Before I got married some years back, I was talking to my brother on the phone, basically bitching about the fact my future husband wanted us to move out of my cute, albeit small lake house into his childhood home. I really loved my little house, and did not have the five-plus decades of good memories growing up in just one home as he had.
My brother, never one to mince words, stated tersely, “do you want a marriage or a house?”
It took me back a bit. “A marriage, of course,” I mumbled into the phone, rather petulantly. I’ve posted before how my current house (back on same said lake) is both my private sanctuary, and since James’ death, akin to a well-appointed coffin. But it’s my coffin.
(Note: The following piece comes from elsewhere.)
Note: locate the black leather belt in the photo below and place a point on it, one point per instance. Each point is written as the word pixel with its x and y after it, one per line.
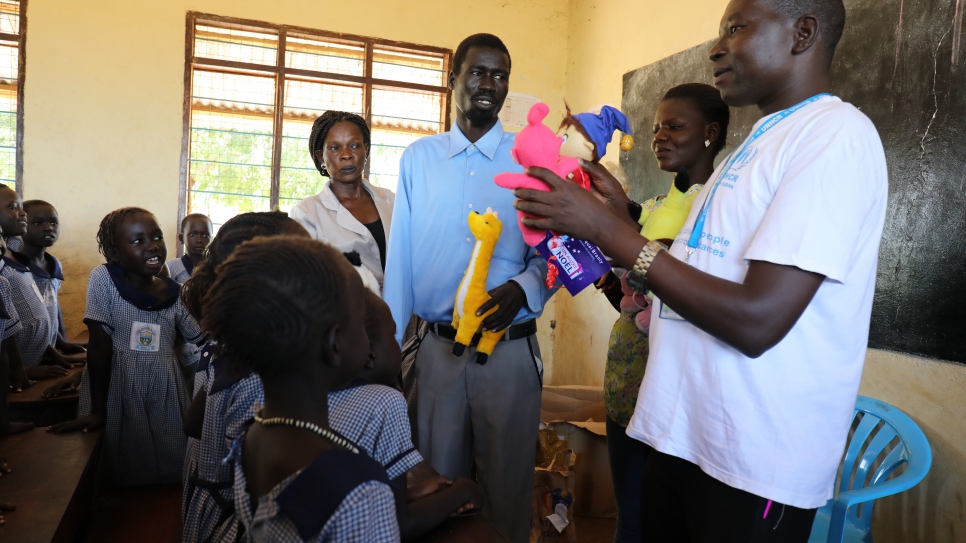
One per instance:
pixel 515 331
And nowadays, more that 50 million people use Airbnb to find that “at home” experience at someone else’s sanctuary. I have benefited many times from booking these online “home away from home” places which are certainly less impersonal and less costly than most hotels. Yes, I’ve had ‘nary a bad experience – if ‘nary means “almost” no bad experiences.
A recent trip with friends to Vermont to a rustic and charming farmhouse was enjoyable, and only blighted once we had left the premises. We spread out our things in the comfy den and settled into our own bedrooms. The house was owned by a cheerful young woman and her husband, who were new to the rent your home biz.
On the ride back to Connecticut the next day, one of my friends shared that the night before she had encountered a few antennae-wiggling creatures in her room. There were even more in our shared bathroom, she revealed. (I won’t say what they were, but it sounds a lot like ‘sock- coaches.’) “Eeeewww!” Was my immediate response, nearly driving us off of the snow-slicked road.
Once home, I shook out all of my belongings on the back porch to ensure no uninvited, non-paying guests dared move into my private abode.